Incomodada com a forma como as pessoas com deficiência eram expostas na mídia, a administradora e mestre em políticas públicas, Mariana Torquato, 31, decidiu protagonizar outra narrativa. Hoje, o “Vai uma mãozinha aí?”, seu canal no YouTube, tem 166 mil seguidores. A influenciadora faz parte das 18,6 milhões de pessoas com deficiência no Brasil, segundo dados do IBGE (Instituto Brasileiro de Geografia e Estatística). Essa população representa 8,9% dos habitantes do país com dois anos ou mais.
Mesmo sendo um público tão expressivo, durante muito tempo, essas pessoas viveram à margem das políticas públicas e sequer tinham a presença percebida.
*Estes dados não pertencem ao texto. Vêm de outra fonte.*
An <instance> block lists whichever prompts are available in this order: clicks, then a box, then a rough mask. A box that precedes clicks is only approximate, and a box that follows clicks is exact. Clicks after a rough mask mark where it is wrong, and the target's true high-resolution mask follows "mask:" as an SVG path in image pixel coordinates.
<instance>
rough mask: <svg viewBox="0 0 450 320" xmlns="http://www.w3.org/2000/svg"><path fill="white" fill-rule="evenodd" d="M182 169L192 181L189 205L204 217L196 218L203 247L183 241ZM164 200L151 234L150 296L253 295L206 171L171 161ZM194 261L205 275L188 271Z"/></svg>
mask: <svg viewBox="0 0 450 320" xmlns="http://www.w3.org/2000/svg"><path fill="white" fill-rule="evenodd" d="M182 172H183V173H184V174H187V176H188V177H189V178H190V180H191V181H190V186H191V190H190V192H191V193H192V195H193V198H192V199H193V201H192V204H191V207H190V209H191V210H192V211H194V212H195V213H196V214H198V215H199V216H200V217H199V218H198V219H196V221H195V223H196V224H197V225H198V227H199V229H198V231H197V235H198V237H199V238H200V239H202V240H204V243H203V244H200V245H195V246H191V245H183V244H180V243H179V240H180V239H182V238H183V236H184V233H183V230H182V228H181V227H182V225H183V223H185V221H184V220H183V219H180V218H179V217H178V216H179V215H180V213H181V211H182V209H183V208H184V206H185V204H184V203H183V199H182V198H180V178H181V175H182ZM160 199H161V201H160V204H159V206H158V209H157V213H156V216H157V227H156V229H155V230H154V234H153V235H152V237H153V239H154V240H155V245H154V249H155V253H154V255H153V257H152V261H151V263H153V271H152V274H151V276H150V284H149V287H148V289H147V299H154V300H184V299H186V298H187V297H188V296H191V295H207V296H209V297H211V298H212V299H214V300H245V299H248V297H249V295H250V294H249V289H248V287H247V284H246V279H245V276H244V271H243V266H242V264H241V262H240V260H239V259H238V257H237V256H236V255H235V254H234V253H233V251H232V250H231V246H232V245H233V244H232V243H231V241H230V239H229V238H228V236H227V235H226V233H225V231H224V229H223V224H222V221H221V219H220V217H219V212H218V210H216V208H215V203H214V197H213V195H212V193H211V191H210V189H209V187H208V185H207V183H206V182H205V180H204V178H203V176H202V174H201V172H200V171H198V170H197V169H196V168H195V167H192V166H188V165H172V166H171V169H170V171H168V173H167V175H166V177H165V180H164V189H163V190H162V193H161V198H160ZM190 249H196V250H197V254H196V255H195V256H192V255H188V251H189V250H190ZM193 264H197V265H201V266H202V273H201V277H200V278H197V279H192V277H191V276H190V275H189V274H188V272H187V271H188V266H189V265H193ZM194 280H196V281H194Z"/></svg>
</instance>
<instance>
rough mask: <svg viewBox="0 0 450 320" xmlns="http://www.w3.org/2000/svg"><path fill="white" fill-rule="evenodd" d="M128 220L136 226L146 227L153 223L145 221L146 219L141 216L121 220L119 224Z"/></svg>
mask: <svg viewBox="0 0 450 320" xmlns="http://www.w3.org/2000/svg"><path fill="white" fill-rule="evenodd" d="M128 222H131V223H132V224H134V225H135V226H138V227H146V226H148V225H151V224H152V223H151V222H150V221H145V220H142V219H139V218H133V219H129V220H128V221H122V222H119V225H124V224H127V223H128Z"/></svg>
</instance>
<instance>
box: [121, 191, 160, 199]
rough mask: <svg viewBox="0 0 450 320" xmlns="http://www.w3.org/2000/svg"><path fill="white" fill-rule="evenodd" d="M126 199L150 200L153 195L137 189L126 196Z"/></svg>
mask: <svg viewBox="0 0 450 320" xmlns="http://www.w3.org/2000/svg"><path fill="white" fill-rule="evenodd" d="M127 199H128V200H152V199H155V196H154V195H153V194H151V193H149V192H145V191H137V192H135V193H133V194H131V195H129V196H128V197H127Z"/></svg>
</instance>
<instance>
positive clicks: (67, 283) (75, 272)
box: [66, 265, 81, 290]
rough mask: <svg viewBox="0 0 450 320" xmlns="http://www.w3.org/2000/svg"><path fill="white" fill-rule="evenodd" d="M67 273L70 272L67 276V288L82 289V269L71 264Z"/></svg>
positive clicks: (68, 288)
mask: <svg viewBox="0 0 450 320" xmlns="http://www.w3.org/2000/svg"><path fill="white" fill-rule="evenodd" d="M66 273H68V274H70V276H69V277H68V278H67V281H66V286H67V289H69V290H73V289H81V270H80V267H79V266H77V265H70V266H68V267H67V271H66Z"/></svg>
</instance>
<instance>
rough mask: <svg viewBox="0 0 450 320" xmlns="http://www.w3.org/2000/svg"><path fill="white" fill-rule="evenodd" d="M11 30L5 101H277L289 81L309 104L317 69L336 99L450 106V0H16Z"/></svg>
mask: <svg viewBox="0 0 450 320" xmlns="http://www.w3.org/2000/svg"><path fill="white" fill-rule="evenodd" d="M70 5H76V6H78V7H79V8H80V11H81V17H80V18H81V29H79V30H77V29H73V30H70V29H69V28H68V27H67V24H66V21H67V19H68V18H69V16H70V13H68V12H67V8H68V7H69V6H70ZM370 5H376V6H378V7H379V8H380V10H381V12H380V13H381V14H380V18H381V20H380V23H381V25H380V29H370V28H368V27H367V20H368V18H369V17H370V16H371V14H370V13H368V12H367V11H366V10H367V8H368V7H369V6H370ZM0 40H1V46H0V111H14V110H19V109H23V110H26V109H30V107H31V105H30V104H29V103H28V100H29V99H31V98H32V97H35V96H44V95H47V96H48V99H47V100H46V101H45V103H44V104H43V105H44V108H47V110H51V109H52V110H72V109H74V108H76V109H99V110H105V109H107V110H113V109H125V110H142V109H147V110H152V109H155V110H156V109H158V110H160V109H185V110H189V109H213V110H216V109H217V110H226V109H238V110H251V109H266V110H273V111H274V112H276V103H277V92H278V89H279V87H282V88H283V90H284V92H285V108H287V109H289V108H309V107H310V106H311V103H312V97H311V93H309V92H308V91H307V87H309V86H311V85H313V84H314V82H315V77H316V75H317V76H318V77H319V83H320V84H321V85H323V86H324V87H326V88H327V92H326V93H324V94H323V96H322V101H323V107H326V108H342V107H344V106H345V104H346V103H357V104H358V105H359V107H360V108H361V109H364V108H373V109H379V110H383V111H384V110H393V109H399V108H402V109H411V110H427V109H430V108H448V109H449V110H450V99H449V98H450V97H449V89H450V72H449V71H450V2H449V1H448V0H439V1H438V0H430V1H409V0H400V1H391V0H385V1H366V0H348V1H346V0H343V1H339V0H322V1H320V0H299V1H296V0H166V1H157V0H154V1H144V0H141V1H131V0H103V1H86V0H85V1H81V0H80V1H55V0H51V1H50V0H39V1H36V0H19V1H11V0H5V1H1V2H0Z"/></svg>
Ou eram, inclusive, vistas como seres “incapazes” e “inferiores”. Embora esse tipo de discurso reverbere até hoje, é cada vez mais comum falar sobre diversidade, um movimento que rompe com um ciclo histórico de apagamento e invisibilização das pessoas com deficiência.
Torquato, que nasceu sem um dos braços, em decorrência de uma má formação, só passou a ter contato diário com pessoas como ela na vida adulta, quando, então, começou a trabalhar em um órgão público que distribuía carteirinhas de gratuidade no transporte estadual. “Trabalhar ali começou a abrir meus olhos para a imensidão que é esse assunto”, conta. Mas, quando era criança, na década de 1990, cansou de ver as pessoas perguntando à mãe dela quando iria usar uma prótese.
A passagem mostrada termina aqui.